For cardio and the rower, we had a very similar workout. For both sides, we had 2 rounds of a 4-minute progressive push with 90-seconds after each one and then ended with a 3-minute distance challenge. For cardio, I did increase the resistance on the bike each minute like we were supposed to. And on the rower, I just tried my best to row for as long as I could. I also tried to keep my speed the same the entire time. I know the goal was to get faster every minute, but I just wasn’t in the right situation to work on that. And on the rower, the 90-seconds after each row had squats and a bit of a break instead of a base pace.
And on the floor, we had 2 blocks. The first block had sumo squats, spiderman planks (which was supposed to be on the Bosu but I did just on the floor), lunges, and running men (again, was supposed to be on the Bosu but I did them on the floor). And in the second block, we had goblet squats and plank jacks. Considering how many exercises we had face down and how that usually makes me feel much more nauseous, I was proud of how I did.
Friday’s workout was a power day and it was going to be my last class before the Dri-Tri. I wasn’t feeling as horrible as I was on Wednesday, so that helped make the workout a bit better.
For cardio, we had 4 blocks. Each block had a push pace, base pace, and an all-out. The total time was the same for each block, but we started with a short push pace and long all-out and the push pace got longer each block while the all-out got faster. Since they were all very quick intervals and then we got to recover between each block, that helped to make it better.
On the rower, we also had 4 blocks. Each block had a row and then squats. The row started at 100-meter and the squats started at 25 reps. And each block the row got 50-meters longer and we had 5 fewer squats. Since all the rows were short, I managed to do them all ok without needing any breaks or having issues.

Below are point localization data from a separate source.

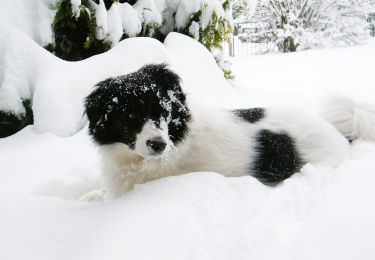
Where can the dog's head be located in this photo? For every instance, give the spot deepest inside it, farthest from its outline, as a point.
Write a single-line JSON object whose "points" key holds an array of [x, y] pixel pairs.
{"points": [[144, 110]]}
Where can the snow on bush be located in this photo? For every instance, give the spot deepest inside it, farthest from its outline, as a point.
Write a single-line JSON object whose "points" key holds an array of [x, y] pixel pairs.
{"points": [[304, 24], [208, 21]]}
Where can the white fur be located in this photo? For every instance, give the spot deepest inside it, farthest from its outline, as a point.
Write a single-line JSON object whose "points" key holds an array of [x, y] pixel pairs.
{"points": [[219, 141], [355, 120], [150, 131]]}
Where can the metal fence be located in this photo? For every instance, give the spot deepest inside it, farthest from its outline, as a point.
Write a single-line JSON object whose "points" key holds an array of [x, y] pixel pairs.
{"points": [[250, 38]]}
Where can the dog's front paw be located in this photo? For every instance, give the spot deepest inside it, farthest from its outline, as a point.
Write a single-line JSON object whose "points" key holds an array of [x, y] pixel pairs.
{"points": [[94, 196]]}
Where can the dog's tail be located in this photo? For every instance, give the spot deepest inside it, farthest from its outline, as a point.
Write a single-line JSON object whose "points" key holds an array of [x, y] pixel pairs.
{"points": [[355, 120]]}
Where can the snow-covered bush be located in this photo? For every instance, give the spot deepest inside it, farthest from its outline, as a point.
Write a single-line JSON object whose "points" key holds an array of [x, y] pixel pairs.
{"points": [[84, 28], [74, 29], [304, 24]]}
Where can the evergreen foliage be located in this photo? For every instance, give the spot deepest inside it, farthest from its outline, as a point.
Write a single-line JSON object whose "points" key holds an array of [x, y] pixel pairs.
{"points": [[304, 24], [11, 123], [75, 36], [76, 33]]}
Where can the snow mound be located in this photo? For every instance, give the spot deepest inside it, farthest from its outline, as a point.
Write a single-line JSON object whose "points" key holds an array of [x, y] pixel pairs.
{"points": [[319, 212], [58, 88]]}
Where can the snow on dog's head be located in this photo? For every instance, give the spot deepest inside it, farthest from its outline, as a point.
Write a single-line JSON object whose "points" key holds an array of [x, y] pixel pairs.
{"points": [[145, 110]]}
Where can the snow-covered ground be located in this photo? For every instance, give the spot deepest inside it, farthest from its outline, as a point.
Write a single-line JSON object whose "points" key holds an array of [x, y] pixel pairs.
{"points": [[320, 213]]}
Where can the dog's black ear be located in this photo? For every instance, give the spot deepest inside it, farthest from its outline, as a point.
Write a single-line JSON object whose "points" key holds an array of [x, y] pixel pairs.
{"points": [[94, 105], [163, 76]]}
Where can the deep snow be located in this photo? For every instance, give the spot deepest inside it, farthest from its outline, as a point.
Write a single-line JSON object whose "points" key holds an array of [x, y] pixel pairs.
{"points": [[321, 213]]}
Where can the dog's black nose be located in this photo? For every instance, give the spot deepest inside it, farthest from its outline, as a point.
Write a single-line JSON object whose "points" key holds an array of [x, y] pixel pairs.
{"points": [[157, 144]]}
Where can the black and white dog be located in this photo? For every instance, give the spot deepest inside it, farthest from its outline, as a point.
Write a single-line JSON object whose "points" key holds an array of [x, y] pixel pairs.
{"points": [[146, 129]]}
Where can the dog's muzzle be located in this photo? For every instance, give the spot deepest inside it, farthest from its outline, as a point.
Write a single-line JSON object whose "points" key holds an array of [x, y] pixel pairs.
{"points": [[157, 145]]}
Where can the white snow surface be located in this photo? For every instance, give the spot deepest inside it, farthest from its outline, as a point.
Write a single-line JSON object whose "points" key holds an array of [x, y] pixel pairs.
{"points": [[319, 213]]}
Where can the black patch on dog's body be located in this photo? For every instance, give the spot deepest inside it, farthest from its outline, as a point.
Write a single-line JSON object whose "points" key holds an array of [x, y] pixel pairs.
{"points": [[251, 115], [276, 157], [119, 107]]}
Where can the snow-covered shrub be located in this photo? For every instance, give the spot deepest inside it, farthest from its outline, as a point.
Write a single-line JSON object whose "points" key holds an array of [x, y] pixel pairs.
{"points": [[75, 36], [304, 24], [88, 27], [11, 123], [210, 23]]}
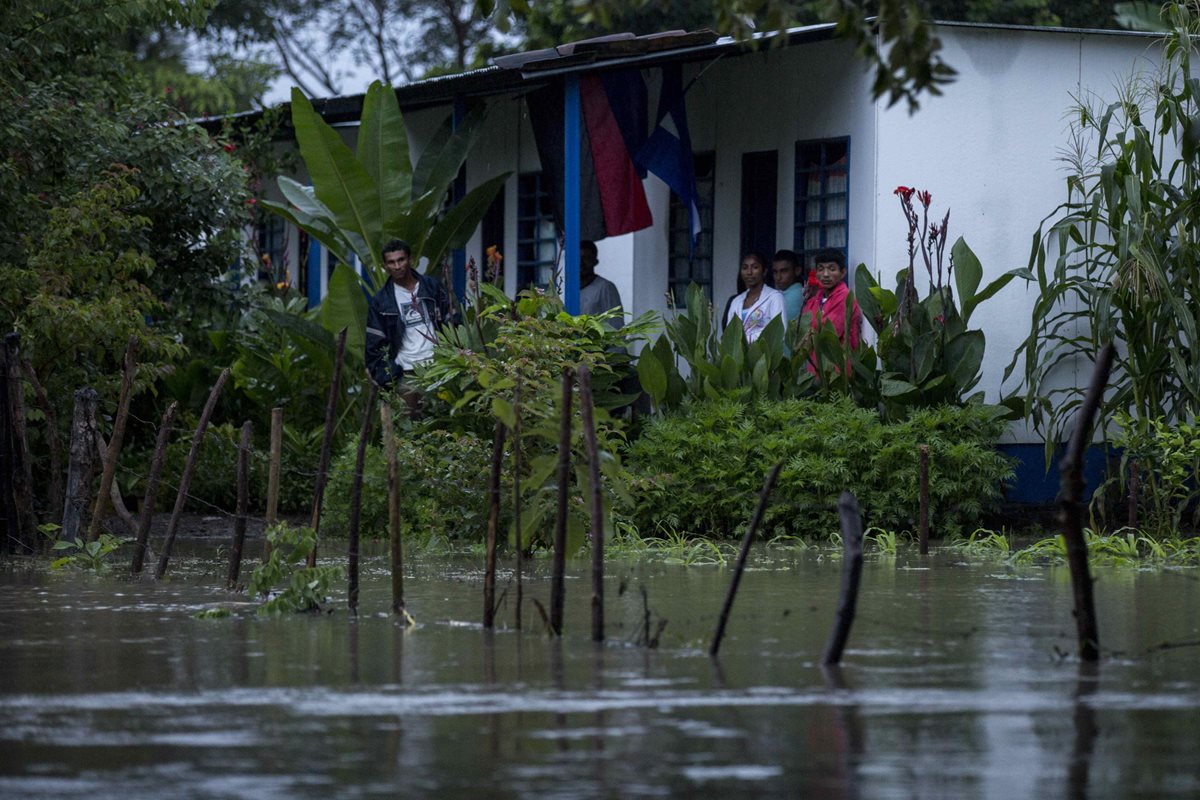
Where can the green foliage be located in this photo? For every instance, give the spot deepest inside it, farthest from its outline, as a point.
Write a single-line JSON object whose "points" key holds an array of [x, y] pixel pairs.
{"points": [[502, 346], [304, 588], [1167, 459], [443, 488], [1120, 260], [700, 469], [360, 200], [1123, 547], [78, 553]]}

And on the floor, we had one long block with 3 mini-blocks in it. For each mini-block, we had 4 rounds before moving on to the next one. We had shoulder presses and sumo squats with froggers, front squats and burpees, and pullovers and push-ups. I did the burpees with my hands on the bench and instead of push-ups, I did chest presses. But those weren’t that bad for modifications.
I finished this past week of workouts feeling somewhat ready for the Dri-Tri. I knew I wasn’t as prepared as I have been in the past and there were some things out of my control that I was trying to prepare for. But I did my best to get ready and I was hopeful that I would do ok. And I’ll be writing about how I did tomorrow!